# INFO REQUIRED squatting Ireland / Ni



## Stinkyyy (Jun 1, 2015)

Hey y'all been away a while between Bristol , Ldn and Brighton uk and had some crazy shit going on plus my laptop got robbed so it's been hard to connect to cyberspace haha. Anyways thinking of heading out into Ireland soon, starting with Northern, where I was born but never knew.

Been scouring the net for days trying to find any info on squat laws etc on both sides of the border but not much luck so if anyone can fill me in would appreciate it especially if I can be led to a website with more detailed info and something I can save onto this cool ass tablet I got given to hold back.

Cheers!!!!


----------



## Matt Derrick (Jun 1, 2015)

Hey skinkyyy! glad you're back! i'm really curious about squatting in that area and just curious about that general region... so if you have time you should post some of your travels!

but to answer your question, i don't know anything directly, but i know that there was a squatter's convergence in dublin last year:







here's the website:

https://convergence.squatte.rs/

i don't know if there's any useful info on that site, but you should email them ([email protected]) and maybe (hopefully) someone will get in contact!

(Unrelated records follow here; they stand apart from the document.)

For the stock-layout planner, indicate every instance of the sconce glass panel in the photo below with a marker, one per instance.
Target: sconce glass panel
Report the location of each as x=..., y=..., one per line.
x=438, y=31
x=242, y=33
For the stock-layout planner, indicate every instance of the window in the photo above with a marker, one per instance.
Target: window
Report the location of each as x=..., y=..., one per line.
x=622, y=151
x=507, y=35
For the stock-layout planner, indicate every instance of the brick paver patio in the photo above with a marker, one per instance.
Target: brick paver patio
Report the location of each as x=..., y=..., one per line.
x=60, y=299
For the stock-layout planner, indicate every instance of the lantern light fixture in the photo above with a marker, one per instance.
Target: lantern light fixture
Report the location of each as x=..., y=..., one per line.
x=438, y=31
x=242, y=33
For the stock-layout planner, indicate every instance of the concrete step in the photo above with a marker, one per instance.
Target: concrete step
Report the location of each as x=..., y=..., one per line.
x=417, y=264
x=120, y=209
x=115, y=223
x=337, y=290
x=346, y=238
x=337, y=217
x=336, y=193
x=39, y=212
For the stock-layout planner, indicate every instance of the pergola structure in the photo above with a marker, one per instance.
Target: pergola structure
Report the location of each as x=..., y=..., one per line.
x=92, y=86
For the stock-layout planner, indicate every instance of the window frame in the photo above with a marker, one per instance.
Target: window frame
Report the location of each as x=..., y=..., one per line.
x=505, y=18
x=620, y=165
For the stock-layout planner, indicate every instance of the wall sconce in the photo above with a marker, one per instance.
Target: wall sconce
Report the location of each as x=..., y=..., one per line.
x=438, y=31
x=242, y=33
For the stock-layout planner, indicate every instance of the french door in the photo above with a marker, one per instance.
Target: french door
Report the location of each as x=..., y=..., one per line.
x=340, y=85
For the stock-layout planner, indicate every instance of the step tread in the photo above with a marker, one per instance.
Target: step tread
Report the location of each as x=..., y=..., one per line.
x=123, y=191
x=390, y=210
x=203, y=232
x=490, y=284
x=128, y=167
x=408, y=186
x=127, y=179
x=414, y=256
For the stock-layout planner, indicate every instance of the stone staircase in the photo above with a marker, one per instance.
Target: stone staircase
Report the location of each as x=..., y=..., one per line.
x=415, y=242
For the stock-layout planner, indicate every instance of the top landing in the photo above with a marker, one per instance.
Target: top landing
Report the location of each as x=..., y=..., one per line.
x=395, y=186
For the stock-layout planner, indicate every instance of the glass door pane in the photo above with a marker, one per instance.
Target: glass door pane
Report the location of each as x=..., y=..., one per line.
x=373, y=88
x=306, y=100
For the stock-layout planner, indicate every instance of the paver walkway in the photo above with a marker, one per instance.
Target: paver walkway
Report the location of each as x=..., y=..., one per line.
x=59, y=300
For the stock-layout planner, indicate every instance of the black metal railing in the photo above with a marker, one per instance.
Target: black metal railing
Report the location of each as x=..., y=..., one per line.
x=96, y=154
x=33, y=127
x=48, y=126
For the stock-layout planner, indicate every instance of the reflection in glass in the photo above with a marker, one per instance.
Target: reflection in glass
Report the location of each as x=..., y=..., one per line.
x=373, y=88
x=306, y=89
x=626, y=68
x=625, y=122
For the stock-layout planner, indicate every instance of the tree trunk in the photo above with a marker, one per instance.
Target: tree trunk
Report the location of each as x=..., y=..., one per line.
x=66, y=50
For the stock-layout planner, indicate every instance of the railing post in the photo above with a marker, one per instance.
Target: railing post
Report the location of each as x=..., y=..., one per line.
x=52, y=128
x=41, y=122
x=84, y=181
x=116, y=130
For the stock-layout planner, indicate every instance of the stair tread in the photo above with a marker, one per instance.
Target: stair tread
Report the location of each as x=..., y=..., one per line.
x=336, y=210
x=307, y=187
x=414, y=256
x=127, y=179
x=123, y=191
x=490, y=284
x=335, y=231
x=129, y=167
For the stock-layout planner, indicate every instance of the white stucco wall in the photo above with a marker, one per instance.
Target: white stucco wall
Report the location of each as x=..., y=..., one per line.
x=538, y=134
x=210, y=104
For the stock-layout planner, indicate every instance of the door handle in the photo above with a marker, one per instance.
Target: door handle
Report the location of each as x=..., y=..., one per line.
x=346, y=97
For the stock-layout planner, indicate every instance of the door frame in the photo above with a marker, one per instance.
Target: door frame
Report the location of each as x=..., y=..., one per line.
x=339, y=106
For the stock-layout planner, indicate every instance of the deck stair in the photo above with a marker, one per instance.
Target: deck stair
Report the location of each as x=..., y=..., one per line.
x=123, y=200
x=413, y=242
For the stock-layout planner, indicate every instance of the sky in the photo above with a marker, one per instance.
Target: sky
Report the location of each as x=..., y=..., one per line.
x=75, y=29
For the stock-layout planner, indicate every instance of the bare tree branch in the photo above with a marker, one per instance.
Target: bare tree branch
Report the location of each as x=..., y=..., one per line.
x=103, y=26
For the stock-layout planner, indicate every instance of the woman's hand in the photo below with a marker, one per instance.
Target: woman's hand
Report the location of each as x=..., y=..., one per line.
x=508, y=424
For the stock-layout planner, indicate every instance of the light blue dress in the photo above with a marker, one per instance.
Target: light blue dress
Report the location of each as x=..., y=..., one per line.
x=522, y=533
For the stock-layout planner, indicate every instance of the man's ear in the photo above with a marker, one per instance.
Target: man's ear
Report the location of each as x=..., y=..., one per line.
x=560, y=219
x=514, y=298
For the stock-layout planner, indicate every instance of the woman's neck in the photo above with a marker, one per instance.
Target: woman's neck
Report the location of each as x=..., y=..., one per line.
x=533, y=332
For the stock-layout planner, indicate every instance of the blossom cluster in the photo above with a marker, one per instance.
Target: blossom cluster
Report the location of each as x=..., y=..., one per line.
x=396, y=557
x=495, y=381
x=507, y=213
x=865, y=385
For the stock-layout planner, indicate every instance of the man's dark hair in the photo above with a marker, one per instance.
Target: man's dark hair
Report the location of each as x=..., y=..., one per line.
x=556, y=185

good luck, i'd love to see some squats out that way so if you find any let us know


----------



## Matt Derrick (Jun 1, 2015)

oh, if anyone reading this has a slingshot organizer, i think there's some listings in there for ireland... maybe someone could post them?


----------



## Stinkyyy (Jun 1, 2015)

Matt Derrick said:


> Hey skinkyyy! glad you're back! i'm really curious about squatting in that area and just curious about that general region... so if you have time you should post some of your travels!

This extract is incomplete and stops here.